До места назначения, т.-е. до русского лагеря, расположенного на самом берегу, у подножие небольшой горной группы — Кушкане-тау, оставалось не более пяти верст. Мы ясно уже рдели лиловый гребень этих гор, поднимающийся над морем камышей, и рассчитывали добраться туда еще за-светло.

Рассчеты наши не сбылись. Проходы между камышей становись все уже и уже, повороты круче и круче, мы забрались, наконец, в такую теснину, что дальше идти было уже невозможно. «Самарканд» бросил якорь.

Решено было переночевать здесь и завтра утром подтянуть на завозах баржи с десантом к берегу и начат высадку.

Плавание наше окончилось. [194]

VIII.

Бивуак у Кушкане-тау. — Лагерь бессрочно-отпускных. — Полковник Иванов, начальник Аму-дарьинского отдела, лев хивинского похода. — Удушливая ночь, + 31° Реомюра.

Четырехвесельная шлюбка причалила к плоскому, песчаному берегу, то есть не к самому берегу, а остановилась за меловодием, не дотянувшись саженей двух до сухого места. Мы были в высоких сапогах, а потому маленькое неудобство высадки нас не слишком стесняло.

Вдоль берега, у самой почти воды, тянулся характерный, пестрый, оживленный бивуак. Мы высадились в самом центре его кипучей деятельности.

Здесь собрано было до шестисот человек солдат; несмотря на это, бивуак решительно не имел ничего такого, что напоминало бы чисто-военный характер лагеря.
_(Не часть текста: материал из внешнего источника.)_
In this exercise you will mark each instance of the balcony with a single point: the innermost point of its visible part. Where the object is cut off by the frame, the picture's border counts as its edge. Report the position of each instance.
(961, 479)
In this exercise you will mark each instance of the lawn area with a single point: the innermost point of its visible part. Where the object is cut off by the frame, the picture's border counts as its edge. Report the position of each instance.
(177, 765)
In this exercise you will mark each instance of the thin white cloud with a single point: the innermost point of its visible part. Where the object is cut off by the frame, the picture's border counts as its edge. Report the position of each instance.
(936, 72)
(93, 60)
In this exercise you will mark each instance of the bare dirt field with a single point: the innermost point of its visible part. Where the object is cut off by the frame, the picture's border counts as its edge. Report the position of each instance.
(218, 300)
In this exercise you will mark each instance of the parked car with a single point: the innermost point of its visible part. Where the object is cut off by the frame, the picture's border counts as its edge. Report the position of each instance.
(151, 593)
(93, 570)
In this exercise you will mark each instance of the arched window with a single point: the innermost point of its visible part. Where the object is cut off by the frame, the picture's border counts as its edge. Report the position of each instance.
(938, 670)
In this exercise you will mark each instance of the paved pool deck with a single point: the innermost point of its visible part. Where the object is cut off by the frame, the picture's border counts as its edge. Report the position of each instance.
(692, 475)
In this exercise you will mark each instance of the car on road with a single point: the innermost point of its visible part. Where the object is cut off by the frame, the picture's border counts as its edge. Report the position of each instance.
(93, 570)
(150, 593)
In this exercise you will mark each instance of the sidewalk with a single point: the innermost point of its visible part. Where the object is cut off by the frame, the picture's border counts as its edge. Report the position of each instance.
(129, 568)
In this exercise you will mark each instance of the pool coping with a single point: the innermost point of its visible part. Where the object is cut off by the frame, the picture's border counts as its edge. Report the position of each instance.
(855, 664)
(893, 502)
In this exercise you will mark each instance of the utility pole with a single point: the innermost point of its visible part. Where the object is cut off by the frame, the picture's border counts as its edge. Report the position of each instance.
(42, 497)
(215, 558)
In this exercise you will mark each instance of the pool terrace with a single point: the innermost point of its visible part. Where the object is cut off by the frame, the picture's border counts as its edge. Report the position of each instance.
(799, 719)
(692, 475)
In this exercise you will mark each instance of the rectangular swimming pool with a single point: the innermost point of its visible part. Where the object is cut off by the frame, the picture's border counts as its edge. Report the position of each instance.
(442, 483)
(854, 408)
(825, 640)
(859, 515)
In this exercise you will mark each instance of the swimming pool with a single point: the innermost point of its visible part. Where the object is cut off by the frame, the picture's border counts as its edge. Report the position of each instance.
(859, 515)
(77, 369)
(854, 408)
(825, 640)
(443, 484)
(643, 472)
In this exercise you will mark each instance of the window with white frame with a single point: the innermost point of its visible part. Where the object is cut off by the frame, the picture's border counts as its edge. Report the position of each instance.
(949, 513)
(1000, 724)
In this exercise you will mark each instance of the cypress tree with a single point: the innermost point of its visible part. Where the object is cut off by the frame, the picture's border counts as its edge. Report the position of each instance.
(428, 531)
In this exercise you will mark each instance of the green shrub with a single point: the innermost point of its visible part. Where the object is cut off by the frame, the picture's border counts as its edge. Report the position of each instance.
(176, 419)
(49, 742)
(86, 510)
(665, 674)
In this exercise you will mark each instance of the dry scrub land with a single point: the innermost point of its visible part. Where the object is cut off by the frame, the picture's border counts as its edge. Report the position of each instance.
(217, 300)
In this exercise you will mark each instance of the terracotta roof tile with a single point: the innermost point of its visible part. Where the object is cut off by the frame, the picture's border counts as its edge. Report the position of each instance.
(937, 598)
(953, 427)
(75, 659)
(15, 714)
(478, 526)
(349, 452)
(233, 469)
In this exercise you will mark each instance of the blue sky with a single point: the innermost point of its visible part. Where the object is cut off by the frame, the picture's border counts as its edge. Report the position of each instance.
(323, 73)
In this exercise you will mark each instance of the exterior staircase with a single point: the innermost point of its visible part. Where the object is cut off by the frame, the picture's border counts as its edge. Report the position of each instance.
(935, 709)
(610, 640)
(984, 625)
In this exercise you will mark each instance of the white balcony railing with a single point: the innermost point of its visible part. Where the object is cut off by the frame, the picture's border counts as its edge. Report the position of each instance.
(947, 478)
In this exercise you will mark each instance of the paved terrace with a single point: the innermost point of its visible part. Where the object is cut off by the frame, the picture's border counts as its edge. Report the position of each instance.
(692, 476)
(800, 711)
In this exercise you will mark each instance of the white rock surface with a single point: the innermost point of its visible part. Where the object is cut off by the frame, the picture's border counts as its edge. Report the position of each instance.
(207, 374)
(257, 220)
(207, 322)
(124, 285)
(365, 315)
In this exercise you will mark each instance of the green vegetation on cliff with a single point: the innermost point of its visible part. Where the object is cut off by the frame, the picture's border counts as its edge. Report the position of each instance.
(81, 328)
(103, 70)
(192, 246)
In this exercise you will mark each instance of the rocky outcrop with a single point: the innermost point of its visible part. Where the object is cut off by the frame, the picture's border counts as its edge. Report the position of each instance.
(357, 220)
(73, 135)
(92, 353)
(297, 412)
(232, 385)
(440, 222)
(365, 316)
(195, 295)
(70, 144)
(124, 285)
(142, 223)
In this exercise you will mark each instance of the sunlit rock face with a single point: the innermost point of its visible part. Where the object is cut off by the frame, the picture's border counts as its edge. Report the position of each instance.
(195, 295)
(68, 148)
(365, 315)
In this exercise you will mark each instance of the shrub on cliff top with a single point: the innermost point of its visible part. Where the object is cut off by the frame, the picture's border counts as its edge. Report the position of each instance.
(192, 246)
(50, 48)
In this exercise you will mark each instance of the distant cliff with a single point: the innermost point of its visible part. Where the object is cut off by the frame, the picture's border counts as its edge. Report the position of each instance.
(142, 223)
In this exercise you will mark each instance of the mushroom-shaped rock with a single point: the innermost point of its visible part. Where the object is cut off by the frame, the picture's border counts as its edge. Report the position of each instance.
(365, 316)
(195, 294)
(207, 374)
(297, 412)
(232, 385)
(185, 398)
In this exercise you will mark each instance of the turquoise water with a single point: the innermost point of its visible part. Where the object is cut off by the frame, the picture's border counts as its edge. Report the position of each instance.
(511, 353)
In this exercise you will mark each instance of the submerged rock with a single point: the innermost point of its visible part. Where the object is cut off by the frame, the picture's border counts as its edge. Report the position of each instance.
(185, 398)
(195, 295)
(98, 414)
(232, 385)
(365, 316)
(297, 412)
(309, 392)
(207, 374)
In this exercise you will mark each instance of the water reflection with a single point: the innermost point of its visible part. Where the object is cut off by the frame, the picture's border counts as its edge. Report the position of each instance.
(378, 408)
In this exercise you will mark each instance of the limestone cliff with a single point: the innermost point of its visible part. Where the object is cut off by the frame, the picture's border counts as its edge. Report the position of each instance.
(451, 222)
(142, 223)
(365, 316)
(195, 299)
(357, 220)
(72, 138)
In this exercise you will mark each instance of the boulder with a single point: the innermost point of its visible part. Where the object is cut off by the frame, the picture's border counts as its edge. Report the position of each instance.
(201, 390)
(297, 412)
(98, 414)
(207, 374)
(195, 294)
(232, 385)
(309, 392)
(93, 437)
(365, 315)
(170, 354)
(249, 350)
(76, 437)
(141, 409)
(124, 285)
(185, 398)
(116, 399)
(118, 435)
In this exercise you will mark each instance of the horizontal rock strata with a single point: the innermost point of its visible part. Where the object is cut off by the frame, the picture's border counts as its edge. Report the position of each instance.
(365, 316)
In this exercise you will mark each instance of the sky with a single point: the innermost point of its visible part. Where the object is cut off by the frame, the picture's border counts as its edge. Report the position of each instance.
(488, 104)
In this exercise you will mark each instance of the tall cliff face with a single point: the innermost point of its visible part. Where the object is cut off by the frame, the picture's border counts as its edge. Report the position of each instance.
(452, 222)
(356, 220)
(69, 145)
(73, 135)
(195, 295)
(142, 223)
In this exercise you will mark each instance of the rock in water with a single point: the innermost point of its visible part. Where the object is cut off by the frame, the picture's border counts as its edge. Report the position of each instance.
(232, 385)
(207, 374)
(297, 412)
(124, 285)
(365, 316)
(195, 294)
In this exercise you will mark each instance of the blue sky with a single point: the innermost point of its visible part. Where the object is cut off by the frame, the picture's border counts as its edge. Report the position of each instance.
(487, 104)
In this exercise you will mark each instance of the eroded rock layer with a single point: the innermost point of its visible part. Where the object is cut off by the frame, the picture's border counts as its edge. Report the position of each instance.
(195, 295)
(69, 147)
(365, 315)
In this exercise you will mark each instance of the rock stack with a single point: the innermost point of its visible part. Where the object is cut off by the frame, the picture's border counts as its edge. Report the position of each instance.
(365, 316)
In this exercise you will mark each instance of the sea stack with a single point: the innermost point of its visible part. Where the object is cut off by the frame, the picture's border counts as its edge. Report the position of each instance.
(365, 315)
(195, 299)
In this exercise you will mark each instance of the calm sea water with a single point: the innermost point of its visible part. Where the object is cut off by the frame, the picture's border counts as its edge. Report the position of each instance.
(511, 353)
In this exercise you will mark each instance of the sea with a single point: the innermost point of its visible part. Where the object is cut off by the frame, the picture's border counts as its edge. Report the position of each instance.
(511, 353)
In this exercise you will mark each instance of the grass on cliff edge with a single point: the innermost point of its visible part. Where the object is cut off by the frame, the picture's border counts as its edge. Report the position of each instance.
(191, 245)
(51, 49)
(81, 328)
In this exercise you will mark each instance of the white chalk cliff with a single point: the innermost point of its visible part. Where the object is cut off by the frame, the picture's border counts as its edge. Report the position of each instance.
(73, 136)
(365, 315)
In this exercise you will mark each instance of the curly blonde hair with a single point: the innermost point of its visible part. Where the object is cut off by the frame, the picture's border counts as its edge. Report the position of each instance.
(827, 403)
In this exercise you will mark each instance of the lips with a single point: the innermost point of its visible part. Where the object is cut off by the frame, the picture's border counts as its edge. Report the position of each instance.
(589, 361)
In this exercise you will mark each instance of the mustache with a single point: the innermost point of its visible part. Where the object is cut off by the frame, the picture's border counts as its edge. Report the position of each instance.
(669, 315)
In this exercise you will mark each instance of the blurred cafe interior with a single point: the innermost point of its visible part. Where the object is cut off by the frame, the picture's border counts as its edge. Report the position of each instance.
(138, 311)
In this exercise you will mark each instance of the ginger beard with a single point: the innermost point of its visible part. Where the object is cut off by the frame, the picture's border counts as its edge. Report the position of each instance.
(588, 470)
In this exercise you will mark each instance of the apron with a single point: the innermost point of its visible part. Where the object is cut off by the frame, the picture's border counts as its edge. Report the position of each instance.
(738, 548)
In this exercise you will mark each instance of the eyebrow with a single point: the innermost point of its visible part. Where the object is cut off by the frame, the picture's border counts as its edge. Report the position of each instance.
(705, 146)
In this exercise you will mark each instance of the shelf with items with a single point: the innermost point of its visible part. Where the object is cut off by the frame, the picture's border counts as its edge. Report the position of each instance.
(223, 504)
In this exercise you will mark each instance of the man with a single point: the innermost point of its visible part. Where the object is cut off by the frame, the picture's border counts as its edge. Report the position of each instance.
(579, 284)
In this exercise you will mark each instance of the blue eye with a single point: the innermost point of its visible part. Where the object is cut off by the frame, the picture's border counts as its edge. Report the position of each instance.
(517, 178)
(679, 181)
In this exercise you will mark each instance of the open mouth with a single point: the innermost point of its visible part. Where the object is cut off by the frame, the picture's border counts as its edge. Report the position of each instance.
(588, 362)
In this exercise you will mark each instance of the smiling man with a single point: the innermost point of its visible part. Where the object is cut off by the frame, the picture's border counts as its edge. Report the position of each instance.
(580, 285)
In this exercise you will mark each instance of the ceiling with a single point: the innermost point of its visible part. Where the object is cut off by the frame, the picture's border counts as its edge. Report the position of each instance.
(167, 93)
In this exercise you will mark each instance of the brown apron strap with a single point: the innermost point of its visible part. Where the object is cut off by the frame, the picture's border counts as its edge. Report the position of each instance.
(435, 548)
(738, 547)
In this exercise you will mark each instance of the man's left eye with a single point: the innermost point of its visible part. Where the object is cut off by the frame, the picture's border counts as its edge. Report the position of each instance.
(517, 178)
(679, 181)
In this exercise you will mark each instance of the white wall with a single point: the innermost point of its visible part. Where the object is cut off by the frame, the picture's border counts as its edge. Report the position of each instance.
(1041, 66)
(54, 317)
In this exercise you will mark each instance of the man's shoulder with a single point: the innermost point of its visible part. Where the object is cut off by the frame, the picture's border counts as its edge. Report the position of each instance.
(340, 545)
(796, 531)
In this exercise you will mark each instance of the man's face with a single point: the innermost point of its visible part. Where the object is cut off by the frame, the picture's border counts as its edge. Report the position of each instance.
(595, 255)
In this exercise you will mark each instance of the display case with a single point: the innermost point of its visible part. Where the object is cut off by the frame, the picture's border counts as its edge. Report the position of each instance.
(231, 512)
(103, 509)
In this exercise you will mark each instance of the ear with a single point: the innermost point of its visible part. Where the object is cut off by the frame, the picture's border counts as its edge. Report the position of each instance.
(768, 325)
Пестрота костюмов, отсутствие правильности и порядка в размещении платочек и кибиток, крайняя оживленность, чувство воли и свободы, так и сиявшее на каждом загорелом, бронзовом лице невольно поражали глаз наблюдателя. Веселые песни хмельного разгула, знакомая, родная гармоника, говор и смех так и били в уши каким-то ярмарочным гулом.

Это были все бессрочно-отпускные... Дождались они, наконец, возможности вырваться на волю, — ну, и радовались же они этой, давно жданной, желанной воли!..

Они стояли здесь уже вторую неделю, и как манны небесной ждали прибытия парохода, который должен был перевезти их в Казалинск, откуда они отправляются сухопутным трактом, чрез степи, всяк на свою родину.

Все горе, все заботы, все лишения тяжелой боевой жизни все забыто было разом, словно ничего не было вовсе. Впереди роились только одни надежды, самые розовые, светлые, отрада такие...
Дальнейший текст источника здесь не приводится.